Auch Torhüter Jörg Butt glaubt, dass der FC Bayern derzeit ein mentales Problem hat. "Der letzte Tick Entschlossenheit fehlt", sagte sagte der 36-Jährige in einem Interview der Bild am Sonntag. Deshalb müsse nun jeder Spieler "mehr Initiative ergreifen und für sich Lösungen finden, um wieder an die Normalform heranzukommen. Keiner kann mit sich zufrieden sein".

Erinnerung an die Saison 1974/75

Van Gaal hob noch einmal hervor, dass er vor den Problemen gewarnt habe. "Geschichte wiederholt sich", sagte er, und so wiederholte er auch die Geschichte von 1974: Damals, erinnerte der 59-Jährige, habe Deutschland gegen die Niederlande das WM-Endspiel gewonnen, danach habe der FC Bayern "mit Franz Beckenbauer, Gerd Müller, Sepp Maier und Uli Hoeneß" ebenfalls keine gute Zeit in der Bundesliga gehabt: In der Tat belegten die Münchner am Saisonende 1975 Rang 10 - gewannen dafür allerdings, als es drauf ankam, zum zweiten Mal nach 1974 den Europapokal der Landesmeister.

Während Butt betonte, es sei "nicht immer nur Pech, wenn man die Spiele nicht gewinnt, wir haben uns die Pleiten selbst zuzuschreiben", beklagte van Gaal zum wiederholten Male die Chancenverwertung seiner Mannschaft. Deutschland habe gegen die Türkei (3:0) "fünf Chancen kreiert und hat drei Tore geschossen, und das ist was fehlt bei Bayern München", sagte der Trainer.

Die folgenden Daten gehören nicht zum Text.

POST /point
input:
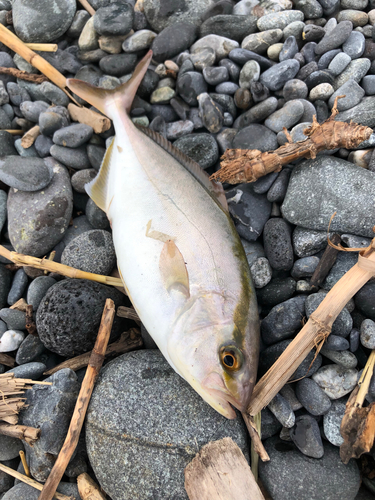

Zudem: Auch seine Münchner Spieler seien am Freitag "90 Minuten konzentriert" gewesen, und "das fehlt bei Bayern München." Er versuche alles, betonte van Gaal, damit die Bayern diesen Fokus "gegen jeden Gegner und jede Woche haben."

Van Gaal: "Wenn wir verlieren bedeutet das noch nicht, dass wir schlecht spielen"

Mit seiner Mannschaft, die in der Bundesliga immerhin mit nur acht Gegentreffern die drittbeste Abwehr nach Borussia Dortmund (5) und Mainz (7) stellt, ist van Gaal insgesamt nicht mal unzufrieden. "Ich glaube nicht, dass wir schlecht spielen. Ich bin enttäuscht, wenn wir schlecht spielen, aber wenn wir verlieren bedeutet das noch nicht, dass wir schlecht spielen", sagte er und versicherte: "In der Bundesliga ist noch alles offen." Das sieht Torhüter Butt ähnlich, "mit Sicherheit", sei die Meisterschaft noch möglich, "weil die Saison noch relativ jung ist", sagte er: "Aber es wird brutal schwer für uns."

Van Gaal übrigens schließt nicht mehr aus, auch nach dem Ablauf seines gerade bis 2012 verlängerten Vertrags bei den Bayern zu bleiben. Noch immer habe er zwar das Ziel, danach Nationaltrainer zu werden, oberste Prämisse aber sei der Erfolg. "Ich will etwas gewinnen. Wenn kein gutes Land kommt, werde ich das nicht machen, und vielleicht werde ich, wenn Bayern München das will, dann auch noch bei Bayern München bleiben."